Crypto Options Traders Target $50,000 Bitcoin Price For Next Year

Will bitcoin price cross $50,000 in the next year?

Some bullish investors seem to think so and have purchased options to back up their claim. According to a WSJ report, an unidentified investor has bought 30 options worth approximately $4,500 expiring in June 2020. The options have a strike price of $50,000. In simple words, this means that the investor is betting that the price of Bitcoin will reach or surpass $50,000 before next June. If it does reach the investor’s target price, they have the right to buy the underlying asset (in this case, bitcoin) at that price point. If Bitcoin fails to reach $50,000, the options will expire worthless. A call option is essentially a bet that the price of a security will hit a price within a certain timeframe.

The options bet on Bitcoin price was placed at LedgerX, a cryptocurrency exchange. The most popular strike price for Bitcoin at the exchange is $25,000, according to Juthica Chou, the exchange’s co-founder. At another Amsterdam-based exchange, Deribit, the most popular call options for Bitcoin during the same timeframe are $36,000. Chou from LedgerX tweeted last week that the current trade in bitcoin options implied that there was a 70% chance that its price would hit $10,000 in June.

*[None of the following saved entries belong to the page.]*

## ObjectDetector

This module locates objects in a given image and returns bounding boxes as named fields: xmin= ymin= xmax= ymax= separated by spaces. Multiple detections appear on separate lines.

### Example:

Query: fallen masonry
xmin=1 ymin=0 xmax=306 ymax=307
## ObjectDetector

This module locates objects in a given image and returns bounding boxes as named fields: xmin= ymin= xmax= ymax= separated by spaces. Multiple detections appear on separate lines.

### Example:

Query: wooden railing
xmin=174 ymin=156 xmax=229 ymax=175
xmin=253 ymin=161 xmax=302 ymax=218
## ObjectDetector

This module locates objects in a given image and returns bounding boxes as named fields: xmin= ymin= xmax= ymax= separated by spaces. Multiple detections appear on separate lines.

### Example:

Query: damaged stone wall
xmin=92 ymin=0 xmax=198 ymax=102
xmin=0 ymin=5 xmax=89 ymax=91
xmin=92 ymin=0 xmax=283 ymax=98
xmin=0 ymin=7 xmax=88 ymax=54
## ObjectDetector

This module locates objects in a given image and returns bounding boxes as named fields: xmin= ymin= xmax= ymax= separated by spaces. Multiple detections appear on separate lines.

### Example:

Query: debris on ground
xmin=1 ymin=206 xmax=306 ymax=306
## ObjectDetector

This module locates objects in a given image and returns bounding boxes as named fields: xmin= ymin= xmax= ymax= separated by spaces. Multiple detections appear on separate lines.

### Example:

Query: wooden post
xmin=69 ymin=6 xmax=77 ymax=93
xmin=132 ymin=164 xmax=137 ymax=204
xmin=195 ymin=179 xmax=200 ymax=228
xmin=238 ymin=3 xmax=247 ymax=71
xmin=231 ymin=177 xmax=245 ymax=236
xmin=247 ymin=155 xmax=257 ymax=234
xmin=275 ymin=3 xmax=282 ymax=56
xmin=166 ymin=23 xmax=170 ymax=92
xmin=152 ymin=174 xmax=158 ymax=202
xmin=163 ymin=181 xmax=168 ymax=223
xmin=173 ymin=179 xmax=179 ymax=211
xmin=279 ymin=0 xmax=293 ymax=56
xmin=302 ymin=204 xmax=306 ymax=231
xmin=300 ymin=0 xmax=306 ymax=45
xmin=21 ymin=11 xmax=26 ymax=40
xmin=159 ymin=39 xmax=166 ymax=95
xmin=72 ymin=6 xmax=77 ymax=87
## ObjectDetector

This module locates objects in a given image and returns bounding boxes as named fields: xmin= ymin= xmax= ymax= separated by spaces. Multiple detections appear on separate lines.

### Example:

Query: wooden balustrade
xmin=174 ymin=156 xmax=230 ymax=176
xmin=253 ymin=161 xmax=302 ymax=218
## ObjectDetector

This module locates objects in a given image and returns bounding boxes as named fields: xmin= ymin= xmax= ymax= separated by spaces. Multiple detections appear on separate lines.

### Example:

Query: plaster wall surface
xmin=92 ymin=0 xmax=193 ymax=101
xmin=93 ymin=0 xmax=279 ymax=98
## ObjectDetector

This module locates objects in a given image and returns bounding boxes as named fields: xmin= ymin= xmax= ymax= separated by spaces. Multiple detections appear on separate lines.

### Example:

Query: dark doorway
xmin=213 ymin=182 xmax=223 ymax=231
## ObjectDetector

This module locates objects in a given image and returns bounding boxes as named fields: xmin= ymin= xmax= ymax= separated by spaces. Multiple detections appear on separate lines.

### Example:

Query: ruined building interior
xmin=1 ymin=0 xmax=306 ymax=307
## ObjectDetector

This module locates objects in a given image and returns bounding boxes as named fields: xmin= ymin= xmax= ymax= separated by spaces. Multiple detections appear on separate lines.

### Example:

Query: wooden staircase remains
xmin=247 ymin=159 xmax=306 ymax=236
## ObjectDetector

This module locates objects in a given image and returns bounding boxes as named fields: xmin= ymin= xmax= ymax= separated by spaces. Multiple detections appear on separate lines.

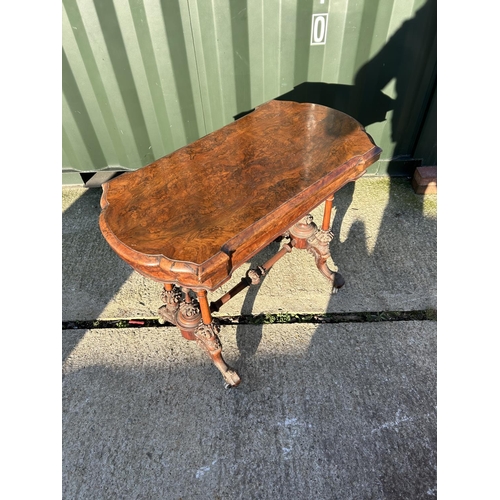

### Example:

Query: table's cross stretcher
xmin=99 ymin=100 xmax=382 ymax=387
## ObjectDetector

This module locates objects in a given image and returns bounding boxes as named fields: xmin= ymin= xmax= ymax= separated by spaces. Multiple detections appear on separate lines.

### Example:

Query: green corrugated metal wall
xmin=62 ymin=0 xmax=436 ymax=183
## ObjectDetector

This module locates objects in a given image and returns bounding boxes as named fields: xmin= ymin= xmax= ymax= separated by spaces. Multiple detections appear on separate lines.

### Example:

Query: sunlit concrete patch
xmin=62 ymin=186 xmax=90 ymax=214
xmin=96 ymin=272 xmax=162 ymax=320
xmin=338 ymin=176 xmax=391 ymax=255
xmin=422 ymin=193 xmax=437 ymax=218
xmin=62 ymin=326 xmax=200 ymax=375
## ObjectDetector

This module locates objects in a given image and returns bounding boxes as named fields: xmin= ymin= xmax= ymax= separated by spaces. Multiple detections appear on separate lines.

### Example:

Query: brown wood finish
xmin=99 ymin=99 xmax=382 ymax=387
xmin=100 ymin=100 xmax=380 ymax=291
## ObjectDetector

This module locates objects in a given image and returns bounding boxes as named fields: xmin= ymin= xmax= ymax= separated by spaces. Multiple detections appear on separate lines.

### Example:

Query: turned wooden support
xmin=322 ymin=195 xmax=334 ymax=231
xmin=196 ymin=290 xmax=213 ymax=325
xmin=210 ymin=280 xmax=249 ymax=313
xmin=289 ymin=215 xmax=317 ymax=248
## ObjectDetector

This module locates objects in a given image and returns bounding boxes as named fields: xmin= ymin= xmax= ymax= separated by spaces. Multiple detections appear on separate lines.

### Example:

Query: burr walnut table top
xmin=99 ymin=100 xmax=381 ymax=291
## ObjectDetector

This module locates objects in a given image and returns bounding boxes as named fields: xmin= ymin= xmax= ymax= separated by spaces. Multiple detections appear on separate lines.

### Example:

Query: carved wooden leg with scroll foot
xmin=306 ymin=228 xmax=345 ymax=293
xmin=289 ymin=213 xmax=345 ymax=293
xmin=320 ymin=194 xmax=345 ymax=292
xmin=195 ymin=290 xmax=241 ymax=388
xmin=159 ymin=286 xmax=240 ymax=386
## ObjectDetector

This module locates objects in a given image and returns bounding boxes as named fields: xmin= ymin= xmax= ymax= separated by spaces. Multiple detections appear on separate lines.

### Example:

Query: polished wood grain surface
xmin=100 ymin=100 xmax=381 ymax=290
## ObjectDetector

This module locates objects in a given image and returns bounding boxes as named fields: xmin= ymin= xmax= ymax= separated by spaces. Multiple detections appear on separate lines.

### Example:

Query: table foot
xmin=331 ymin=271 xmax=345 ymax=293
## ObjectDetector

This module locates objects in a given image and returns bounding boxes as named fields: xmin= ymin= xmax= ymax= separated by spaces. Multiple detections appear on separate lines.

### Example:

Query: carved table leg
xmin=175 ymin=290 xmax=203 ymax=341
xmin=289 ymin=214 xmax=345 ymax=293
xmin=306 ymin=228 xmax=345 ymax=292
xmin=194 ymin=290 xmax=241 ymax=388
xmin=159 ymin=285 xmax=200 ymax=339
xmin=158 ymin=283 xmax=182 ymax=325
xmin=158 ymin=285 xmax=240 ymax=386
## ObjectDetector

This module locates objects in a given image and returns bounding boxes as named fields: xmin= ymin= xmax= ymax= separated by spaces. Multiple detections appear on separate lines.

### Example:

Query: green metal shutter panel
xmin=62 ymin=0 xmax=205 ymax=174
xmin=62 ymin=0 xmax=436 ymax=179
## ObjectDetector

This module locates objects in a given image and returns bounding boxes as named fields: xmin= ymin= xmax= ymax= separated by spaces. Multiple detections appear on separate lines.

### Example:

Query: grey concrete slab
xmin=63 ymin=321 xmax=436 ymax=499
xmin=62 ymin=177 xmax=436 ymax=321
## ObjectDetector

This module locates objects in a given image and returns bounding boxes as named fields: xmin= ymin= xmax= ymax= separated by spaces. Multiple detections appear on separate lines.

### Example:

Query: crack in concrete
xmin=62 ymin=309 xmax=437 ymax=330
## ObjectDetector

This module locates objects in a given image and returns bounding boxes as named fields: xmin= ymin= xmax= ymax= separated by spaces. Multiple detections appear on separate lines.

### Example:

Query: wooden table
xmin=99 ymin=100 xmax=381 ymax=387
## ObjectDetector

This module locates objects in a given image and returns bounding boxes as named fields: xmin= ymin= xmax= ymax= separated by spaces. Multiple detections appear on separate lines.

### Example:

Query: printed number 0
xmin=311 ymin=14 xmax=328 ymax=45
xmin=313 ymin=16 xmax=326 ymax=43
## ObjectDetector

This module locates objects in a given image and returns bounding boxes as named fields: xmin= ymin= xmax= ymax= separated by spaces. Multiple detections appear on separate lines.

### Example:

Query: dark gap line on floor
xmin=62 ymin=309 xmax=437 ymax=330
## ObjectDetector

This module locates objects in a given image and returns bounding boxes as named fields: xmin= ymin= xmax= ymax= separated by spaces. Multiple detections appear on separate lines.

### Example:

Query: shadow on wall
xmin=236 ymin=0 xmax=436 ymax=177
xmin=234 ymin=81 xmax=395 ymax=153
xmin=276 ymin=82 xmax=395 ymax=131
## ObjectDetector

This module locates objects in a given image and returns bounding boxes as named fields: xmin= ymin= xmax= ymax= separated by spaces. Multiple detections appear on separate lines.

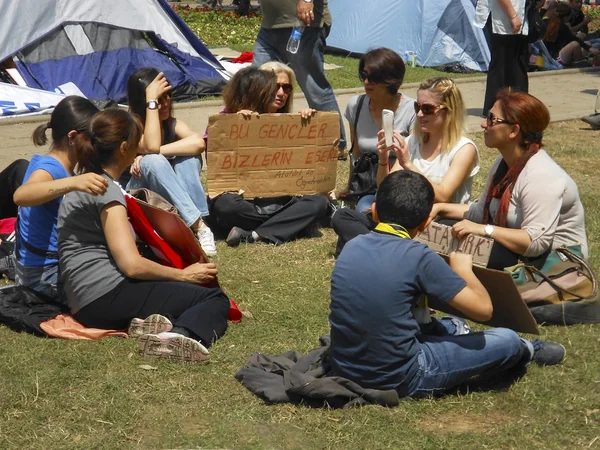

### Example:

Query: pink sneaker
xmin=128 ymin=314 xmax=173 ymax=337
xmin=138 ymin=332 xmax=210 ymax=363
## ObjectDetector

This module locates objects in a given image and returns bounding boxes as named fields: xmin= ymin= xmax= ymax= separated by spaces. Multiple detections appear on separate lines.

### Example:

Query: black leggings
xmin=210 ymin=193 xmax=328 ymax=244
xmin=73 ymin=278 xmax=230 ymax=347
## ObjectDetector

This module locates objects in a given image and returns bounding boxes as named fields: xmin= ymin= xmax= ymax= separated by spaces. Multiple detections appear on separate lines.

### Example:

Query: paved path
xmin=1 ymin=69 xmax=598 ymax=169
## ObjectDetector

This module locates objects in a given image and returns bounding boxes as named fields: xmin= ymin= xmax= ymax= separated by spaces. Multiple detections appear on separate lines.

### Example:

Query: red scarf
xmin=482 ymin=144 xmax=539 ymax=227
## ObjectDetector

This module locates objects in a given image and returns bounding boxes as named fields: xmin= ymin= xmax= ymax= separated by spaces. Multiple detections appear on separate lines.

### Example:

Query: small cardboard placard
xmin=416 ymin=221 xmax=493 ymax=268
xmin=428 ymin=257 xmax=539 ymax=335
xmin=206 ymin=112 xmax=340 ymax=199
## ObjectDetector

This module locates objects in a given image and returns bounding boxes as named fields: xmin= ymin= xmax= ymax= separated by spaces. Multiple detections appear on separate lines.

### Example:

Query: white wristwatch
xmin=303 ymin=0 xmax=313 ymax=3
xmin=484 ymin=224 xmax=495 ymax=238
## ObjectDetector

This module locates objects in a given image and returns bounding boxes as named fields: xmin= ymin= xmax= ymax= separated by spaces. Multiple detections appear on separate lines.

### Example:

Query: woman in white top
xmin=377 ymin=77 xmax=479 ymax=204
xmin=432 ymin=89 xmax=587 ymax=270
xmin=332 ymin=77 xmax=478 ymax=256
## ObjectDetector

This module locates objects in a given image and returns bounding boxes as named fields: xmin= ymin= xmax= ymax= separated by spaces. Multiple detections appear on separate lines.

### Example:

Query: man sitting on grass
xmin=328 ymin=170 xmax=565 ymax=398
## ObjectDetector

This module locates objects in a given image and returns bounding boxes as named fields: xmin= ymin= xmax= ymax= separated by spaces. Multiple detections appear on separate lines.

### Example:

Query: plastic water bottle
xmin=286 ymin=20 xmax=305 ymax=54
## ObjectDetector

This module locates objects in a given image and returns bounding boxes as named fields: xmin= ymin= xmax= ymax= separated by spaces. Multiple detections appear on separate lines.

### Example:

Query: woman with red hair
xmin=431 ymin=90 xmax=587 ymax=271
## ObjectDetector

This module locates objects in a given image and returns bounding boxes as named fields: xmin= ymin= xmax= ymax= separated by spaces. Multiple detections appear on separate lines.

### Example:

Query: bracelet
xmin=378 ymin=162 xmax=388 ymax=167
xmin=511 ymin=12 xmax=518 ymax=19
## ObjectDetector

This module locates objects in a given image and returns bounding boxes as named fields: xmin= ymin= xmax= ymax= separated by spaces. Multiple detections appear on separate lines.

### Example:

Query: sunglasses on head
xmin=486 ymin=111 xmax=514 ymax=127
xmin=358 ymin=70 xmax=383 ymax=84
xmin=413 ymin=102 xmax=446 ymax=115
xmin=276 ymin=83 xmax=293 ymax=94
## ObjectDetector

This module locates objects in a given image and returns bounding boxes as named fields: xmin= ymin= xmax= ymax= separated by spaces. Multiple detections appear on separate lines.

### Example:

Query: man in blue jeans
xmin=329 ymin=170 xmax=565 ymax=398
xmin=252 ymin=0 xmax=346 ymax=150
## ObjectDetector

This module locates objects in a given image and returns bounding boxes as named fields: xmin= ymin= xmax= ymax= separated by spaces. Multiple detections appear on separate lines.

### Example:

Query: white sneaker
xmin=138 ymin=332 xmax=210 ymax=363
xmin=197 ymin=224 xmax=217 ymax=257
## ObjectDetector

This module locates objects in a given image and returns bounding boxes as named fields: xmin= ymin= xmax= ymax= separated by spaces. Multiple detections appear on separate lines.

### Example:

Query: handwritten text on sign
xmin=206 ymin=112 xmax=340 ymax=199
xmin=416 ymin=221 xmax=493 ymax=268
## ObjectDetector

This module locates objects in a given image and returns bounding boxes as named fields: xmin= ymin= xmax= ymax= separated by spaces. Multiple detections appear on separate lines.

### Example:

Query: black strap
xmin=349 ymin=94 xmax=366 ymax=162
xmin=15 ymin=218 xmax=59 ymax=260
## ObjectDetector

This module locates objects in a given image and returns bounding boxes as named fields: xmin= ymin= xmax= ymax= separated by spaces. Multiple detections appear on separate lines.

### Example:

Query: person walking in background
xmin=476 ymin=0 xmax=529 ymax=115
xmin=252 ymin=0 xmax=347 ymax=151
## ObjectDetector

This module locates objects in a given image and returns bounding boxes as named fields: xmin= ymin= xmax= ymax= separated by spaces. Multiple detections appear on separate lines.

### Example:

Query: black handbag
xmin=345 ymin=95 xmax=379 ymax=199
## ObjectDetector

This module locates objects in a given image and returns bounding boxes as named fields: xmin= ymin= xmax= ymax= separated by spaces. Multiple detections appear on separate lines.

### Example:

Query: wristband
xmin=378 ymin=162 xmax=388 ymax=167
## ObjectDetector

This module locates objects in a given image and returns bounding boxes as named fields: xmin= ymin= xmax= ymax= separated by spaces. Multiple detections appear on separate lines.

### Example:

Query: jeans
xmin=14 ymin=256 xmax=59 ymax=300
xmin=409 ymin=327 xmax=533 ymax=397
xmin=252 ymin=26 xmax=347 ymax=150
xmin=127 ymin=154 xmax=209 ymax=227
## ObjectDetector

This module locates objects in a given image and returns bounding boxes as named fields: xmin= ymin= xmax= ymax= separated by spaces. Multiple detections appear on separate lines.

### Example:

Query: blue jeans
xmin=355 ymin=194 xmax=376 ymax=213
xmin=127 ymin=154 xmax=209 ymax=227
xmin=14 ymin=256 xmax=59 ymax=300
xmin=252 ymin=26 xmax=347 ymax=150
xmin=408 ymin=328 xmax=533 ymax=397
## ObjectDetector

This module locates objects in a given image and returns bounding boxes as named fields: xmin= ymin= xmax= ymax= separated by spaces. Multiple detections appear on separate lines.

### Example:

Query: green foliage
xmin=173 ymin=4 xmax=262 ymax=47
xmin=1 ymin=121 xmax=600 ymax=449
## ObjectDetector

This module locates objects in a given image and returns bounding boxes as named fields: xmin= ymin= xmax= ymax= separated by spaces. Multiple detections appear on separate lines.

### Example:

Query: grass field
xmin=1 ymin=120 xmax=599 ymax=449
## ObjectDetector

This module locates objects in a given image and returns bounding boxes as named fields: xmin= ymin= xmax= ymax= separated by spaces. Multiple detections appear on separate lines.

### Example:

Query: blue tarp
xmin=327 ymin=0 xmax=491 ymax=71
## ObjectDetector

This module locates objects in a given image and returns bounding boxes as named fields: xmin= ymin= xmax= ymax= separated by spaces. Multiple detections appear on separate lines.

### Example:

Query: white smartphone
xmin=382 ymin=109 xmax=394 ymax=147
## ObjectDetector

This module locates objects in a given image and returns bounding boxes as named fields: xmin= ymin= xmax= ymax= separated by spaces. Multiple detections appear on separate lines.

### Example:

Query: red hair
xmin=482 ymin=90 xmax=550 ymax=227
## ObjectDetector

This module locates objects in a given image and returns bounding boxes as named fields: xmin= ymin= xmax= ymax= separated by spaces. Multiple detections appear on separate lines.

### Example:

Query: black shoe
xmin=302 ymin=221 xmax=323 ymax=239
xmin=530 ymin=340 xmax=566 ymax=366
xmin=581 ymin=114 xmax=600 ymax=129
xmin=226 ymin=227 xmax=253 ymax=247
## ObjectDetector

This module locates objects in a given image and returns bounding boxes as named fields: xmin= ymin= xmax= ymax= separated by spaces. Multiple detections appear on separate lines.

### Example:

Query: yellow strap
xmin=374 ymin=222 xmax=410 ymax=240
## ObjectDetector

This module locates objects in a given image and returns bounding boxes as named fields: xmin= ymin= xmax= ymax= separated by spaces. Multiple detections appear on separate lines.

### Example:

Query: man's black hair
xmin=375 ymin=171 xmax=434 ymax=229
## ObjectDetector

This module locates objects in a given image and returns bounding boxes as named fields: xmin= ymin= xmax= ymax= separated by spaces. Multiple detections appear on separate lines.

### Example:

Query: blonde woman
xmin=259 ymin=61 xmax=315 ymax=118
xmin=377 ymin=77 xmax=479 ymax=204
xmin=332 ymin=77 xmax=479 ymax=256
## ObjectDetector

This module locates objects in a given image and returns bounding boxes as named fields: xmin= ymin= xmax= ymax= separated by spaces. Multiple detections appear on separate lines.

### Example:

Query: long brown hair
xmin=221 ymin=67 xmax=278 ymax=114
xmin=544 ymin=3 xmax=571 ymax=42
xmin=77 ymin=110 xmax=143 ymax=174
xmin=482 ymin=90 xmax=550 ymax=227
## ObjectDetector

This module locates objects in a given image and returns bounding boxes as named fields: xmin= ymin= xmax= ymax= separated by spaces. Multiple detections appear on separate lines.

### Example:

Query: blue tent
xmin=327 ymin=0 xmax=491 ymax=72
xmin=0 ymin=0 xmax=228 ymax=102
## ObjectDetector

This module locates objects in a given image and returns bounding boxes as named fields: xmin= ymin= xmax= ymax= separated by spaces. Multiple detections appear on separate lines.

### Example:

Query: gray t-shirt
xmin=260 ymin=0 xmax=331 ymax=29
xmin=344 ymin=94 xmax=416 ymax=155
xmin=57 ymin=175 xmax=127 ymax=313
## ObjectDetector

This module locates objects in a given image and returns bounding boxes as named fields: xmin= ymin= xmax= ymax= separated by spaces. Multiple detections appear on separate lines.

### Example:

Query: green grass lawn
xmin=1 ymin=121 xmax=599 ymax=449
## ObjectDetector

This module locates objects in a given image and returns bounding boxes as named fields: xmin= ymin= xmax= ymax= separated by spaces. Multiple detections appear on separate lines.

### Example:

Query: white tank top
xmin=407 ymin=135 xmax=480 ymax=204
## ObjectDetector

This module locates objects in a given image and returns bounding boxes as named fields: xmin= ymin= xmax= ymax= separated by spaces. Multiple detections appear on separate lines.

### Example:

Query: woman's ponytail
xmin=75 ymin=132 xmax=102 ymax=174
xmin=32 ymin=122 xmax=50 ymax=146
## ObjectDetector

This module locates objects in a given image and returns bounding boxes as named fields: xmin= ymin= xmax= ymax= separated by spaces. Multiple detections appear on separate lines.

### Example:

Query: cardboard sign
xmin=206 ymin=112 xmax=340 ymax=198
xmin=416 ymin=221 xmax=493 ymax=268
xmin=428 ymin=259 xmax=539 ymax=335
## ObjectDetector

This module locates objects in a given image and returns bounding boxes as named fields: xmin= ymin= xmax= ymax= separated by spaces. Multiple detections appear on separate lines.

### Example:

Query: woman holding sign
xmin=125 ymin=68 xmax=217 ymax=257
xmin=432 ymin=90 xmax=587 ymax=270
xmin=207 ymin=67 xmax=328 ymax=247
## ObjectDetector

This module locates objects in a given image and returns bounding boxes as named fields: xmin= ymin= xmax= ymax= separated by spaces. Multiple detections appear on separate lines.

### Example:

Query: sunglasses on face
xmin=486 ymin=111 xmax=513 ymax=127
xmin=276 ymin=83 xmax=293 ymax=94
xmin=358 ymin=70 xmax=383 ymax=84
xmin=413 ymin=102 xmax=446 ymax=115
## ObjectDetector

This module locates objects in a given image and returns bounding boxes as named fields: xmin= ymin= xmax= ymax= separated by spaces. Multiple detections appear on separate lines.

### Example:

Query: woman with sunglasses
xmin=340 ymin=47 xmax=416 ymax=212
xmin=331 ymin=77 xmax=478 ymax=256
xmin=126 ymin=68 xmax=217 ymax=257
xmin=207 ymin=67 xmax=328 ymax=247
xmin=432 ymin=90 xmax=587 ymax=270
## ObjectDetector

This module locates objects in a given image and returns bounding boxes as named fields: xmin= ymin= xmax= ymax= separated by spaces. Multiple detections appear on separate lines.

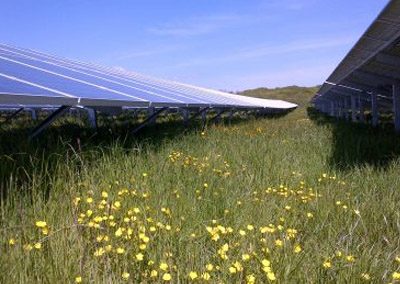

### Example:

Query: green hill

As of this writing, Bitcoin is changing hands at $8,486.89, down 2.15% from twenty-four hours ago. It has been on a bull run recently and has jumped by 46% in the last month.

Will Bitcoin Price Increase?  

This is not the first time that price increases have spurred higher strike price values for bitcoin options. At the height of a surge in cryptocurrency markets in 2017, Ari Paul, founder of Blocktower Capital, bet on the same price target – $50,000 – by December 2018 for Bitcoin. According to reports, Paul’s firm spent approximately $1 million on the trade. “These calls are a way for me to capture the upside exposure while owning less Bitcoin…they let me capture upside while reducing my downside risk,” he explained to CNBC.

But Bitcoin price crashed by more than 80% next year, netting a loss for Paul. One can only presume that the loss was not substantial since an options contract is essentially a bet and does not require ownership of the underlying asset. In most cases, the loss is limited to the premium and trading commission fees paid to an exchange.  

In several instances, the markets for derivatives, such as options, can be precursors of price movements in securities. But the relationship between the two has tenuous evidence within the Bitcoin market. While analysts have often referred to a relationship between Bitcoin futures and cryptocurrency markets, evidence regarding the same is still unproven.